Renzi: «Il Mezzogiorno riparta con il Paese»

Il Presidente del Consiglio: «I cittadini si aspettano risposte dalle istituzioni. Non credo in un sud deindustrializzato, non si può pensare che il Mezzogiorno sia solo un posto dove si viene a fare una bella vacanza».

CATANIA - I Patti per il Sud siglati dal governo nazionale con le regioni del Mezzogiorno e l'intesa tra Roma e la Regione Siciliana archiviano «la stagione di soldi a pioggia per mettere in campo una strategia diversa e più efficace: impegni precisi, puntuali, verificabili nel corso del tempo, con tempistiche chiare. Governo e istituzioni locali collaborano e si controllano vicendevolmente, con i cittadini che possono verificare se gli impegni presi vengono mantenuti. Massima trasparenza, tempi certi e investimenti che ripartono». E' quanto dichiarato dal Presidente del Consiglio Matteo Renzi, che in una lunga intervista al quotidiano La Sicilia fa il punto sul piano d'azione e le strategie che il governo nazionale sta pianificando nei confronti del Mezzogiorno.

«La prima scommessa che dobbiamo vincere però - ha detto Renzi - è quella di restituire fiducia alle donne e agli uomini del Sud. Le potenzialità che vanta questa terra non riesce a eguagliarle nessuno. Con i patti vogliamo finalmente mettere ordine al lavoro che c'è da fare».
«Non mi stancherò mai di ripetere - ha aggiunto -: non credo in un sud deindustrializzato, non si può pensare che il Mezzogiorno sia solo un posto dove si viene a fare una bella vacanza. Ovviamente vale per tutto il tutto compresa la Sicilia».

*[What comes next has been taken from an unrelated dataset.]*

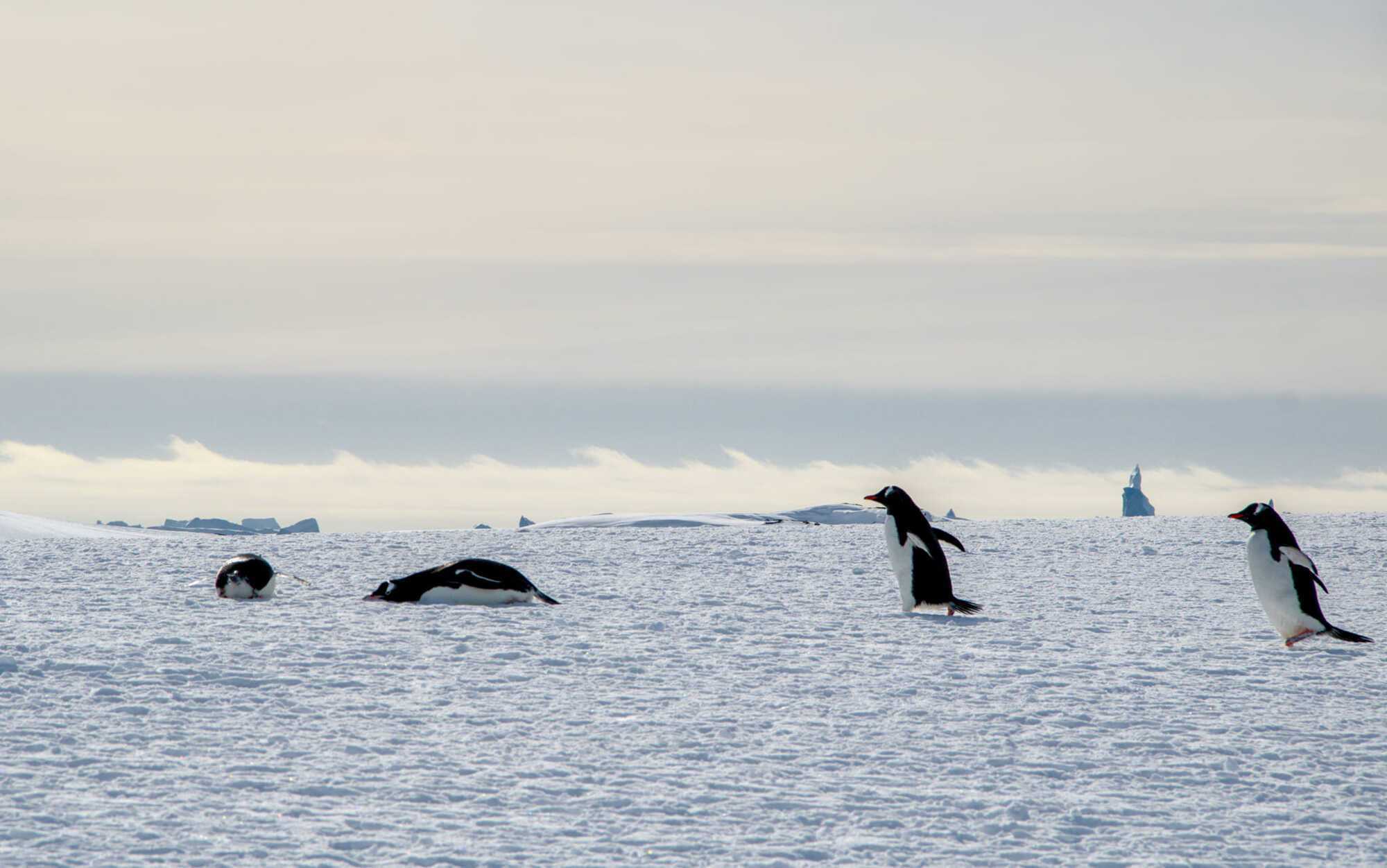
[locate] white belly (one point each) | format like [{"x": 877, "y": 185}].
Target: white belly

Il premier, volato ieri in Sicilia per siglare ad Agrigento il Patto, e che oggi chiuderà la festa de L'Unità a Catania, ha poi affrontato il tema dell'accoglienza dei migranti rivolgendo un «sentito ringraziamento ai siciliani che hanno dimostrato di essere campioni del mondo della solidarietà e difficoltà. Un comportamento che fa onore all'isola e a tutto il nostro Paese. Sui migranti - ha osservato Renzi dalle colonne del quotidiano siciliano - l'Europa si gioca la faccia e il suo futuro. O è in grado di mettere in campo una strategia comune realmente efficace, oppure rischia di perdere in modo irreversibile la fiducia degli europei. In questi due anni abbiamo fatto importanti passi avanti. Il nostro Migration Compact è diventato la base delle discussione, ma non basta. Sulla redistribuzione non arretriamo di un centimetro».

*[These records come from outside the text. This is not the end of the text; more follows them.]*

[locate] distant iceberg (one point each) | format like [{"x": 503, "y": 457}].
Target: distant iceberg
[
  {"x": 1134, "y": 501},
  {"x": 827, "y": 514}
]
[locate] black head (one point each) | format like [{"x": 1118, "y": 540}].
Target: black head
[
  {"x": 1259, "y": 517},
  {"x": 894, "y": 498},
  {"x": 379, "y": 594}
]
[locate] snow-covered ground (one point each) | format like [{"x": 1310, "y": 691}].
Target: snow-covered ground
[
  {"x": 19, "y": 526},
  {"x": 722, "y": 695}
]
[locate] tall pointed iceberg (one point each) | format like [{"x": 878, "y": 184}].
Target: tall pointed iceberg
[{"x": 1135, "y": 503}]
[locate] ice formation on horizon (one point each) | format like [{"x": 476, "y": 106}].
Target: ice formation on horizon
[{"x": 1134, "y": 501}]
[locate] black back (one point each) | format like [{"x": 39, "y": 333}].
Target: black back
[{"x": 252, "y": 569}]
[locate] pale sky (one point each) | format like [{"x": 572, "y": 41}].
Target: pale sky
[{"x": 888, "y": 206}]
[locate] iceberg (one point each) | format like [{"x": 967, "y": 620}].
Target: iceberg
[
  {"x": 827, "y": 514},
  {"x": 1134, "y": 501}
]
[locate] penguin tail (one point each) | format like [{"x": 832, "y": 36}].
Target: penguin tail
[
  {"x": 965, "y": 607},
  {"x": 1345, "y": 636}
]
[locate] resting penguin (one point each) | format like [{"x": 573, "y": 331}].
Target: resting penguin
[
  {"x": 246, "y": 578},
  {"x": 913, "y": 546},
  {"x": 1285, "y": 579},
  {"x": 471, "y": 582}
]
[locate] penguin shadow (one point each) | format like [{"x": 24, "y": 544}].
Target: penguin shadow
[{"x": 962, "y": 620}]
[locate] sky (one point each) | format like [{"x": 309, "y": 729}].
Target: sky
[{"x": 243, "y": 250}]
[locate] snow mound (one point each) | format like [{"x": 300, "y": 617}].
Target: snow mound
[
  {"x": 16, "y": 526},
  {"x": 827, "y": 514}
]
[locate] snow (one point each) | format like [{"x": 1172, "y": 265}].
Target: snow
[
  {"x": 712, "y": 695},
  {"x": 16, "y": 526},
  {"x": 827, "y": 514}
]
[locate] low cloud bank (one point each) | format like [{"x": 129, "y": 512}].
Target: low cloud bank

Sul rapporto poi tra la Regione Siciliana e Roma, Renzi ha spiegato: «Credo che il siciliani dalle istituzioni non vogliano polemiche, ma soluzioni. E il nostro approccio è semplice, basta parole. Lavoriamo tutti insieme per invertire la rotta e far ripartire la Sicilia, come il resto del Paese. Ogni euro dei contribuenti che viene impegnato deve essere speso nei tempi e secondo la destinazione decisa. Su questo i controlli sono una garanzia per tutti».

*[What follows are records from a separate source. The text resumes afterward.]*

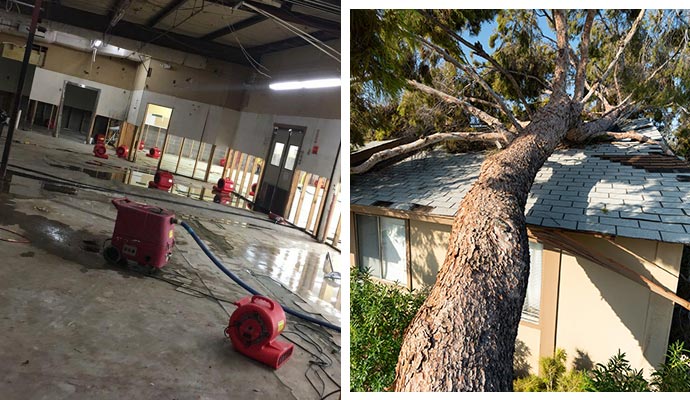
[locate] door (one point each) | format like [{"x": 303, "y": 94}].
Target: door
[
  {"x": 77, "y": 112},
  {"x": 281, "y": 160}
]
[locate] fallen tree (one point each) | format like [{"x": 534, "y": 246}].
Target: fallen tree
[{"x": 626, "y": 63}]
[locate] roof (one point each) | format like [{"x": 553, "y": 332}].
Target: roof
[{"x": 625, "y": 188}]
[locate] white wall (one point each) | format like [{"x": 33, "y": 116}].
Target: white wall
[
  {"x": 47, "y": 87},
  {"x": 255, "y": 130}
]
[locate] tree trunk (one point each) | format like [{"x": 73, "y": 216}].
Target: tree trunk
[{"x": 463, "y": 337}]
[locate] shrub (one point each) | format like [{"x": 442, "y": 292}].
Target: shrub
[
  {"x": 379, "y": 314},
  {"x": 674, "y": 374},
  {"x": 617, "y": 376},
  {"x": 553, "y": 377}
]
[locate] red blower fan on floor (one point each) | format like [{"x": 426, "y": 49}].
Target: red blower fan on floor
[
  {"x": 253, "y": 328},
  {"x": 162, "y": 180},
  {"x": 222, "y": 191},
  {"x": 143, "y": 234},
  {"x": 154, "y": 152},
  {"x": 122, "y": 151},
  {"x": 100, "y": 151}
]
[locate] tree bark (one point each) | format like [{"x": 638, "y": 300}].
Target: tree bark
[
  {"x": 463, "y": 337},
  {"x": 426, "y": 142}
]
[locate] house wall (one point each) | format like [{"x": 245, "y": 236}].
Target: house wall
[
  {"x": 428, "y": 243},
  {"x": 603, "y": 311},
  {"x": 586, "y": 309}
]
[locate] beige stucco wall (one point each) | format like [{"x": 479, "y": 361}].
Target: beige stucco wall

Altro nodo affrontato da Renzi è stato quello del referendum, e in particolare quello sulla campagna a favore del no annunciato dalla Cgil. «Rispetto il parere espresso dall'assemblea della Cgil - ha detto il presidente del Consiglio -, così come rispetto le diverse posizioni all'interno del sindacato. Nella stessa Cgil, come in altri casi, c'è chi già ha annunciato di voler votare sì. Agli scritti delle organizzazioni sindacali, però, così come a tutti gli italiani, lancio il mio appello a informarsi direttamente, a giudicare il merito della riforma, a leggere i contenuti del quesito. I lavoratori e pensionati vogliono ridurre le poltrone dei parlamentari, semplificare la politica e ridurre i poteri alle Regioni oppure preferiscono lasciare tutto com'è? Si vota su questo».

Infine, sugli applausi ricevuti proprio a Catania da D'Alema e Bersani, Renzi ha osservato: «E' la migliore conferma che il nostro è un partito vivo, aperto, la più grande comunità democratica nella scena della politica italiana. Andando in giro per le feste dell'Unità, però, io ho sentito un altro applausometro, quello a sostegno delle riforme».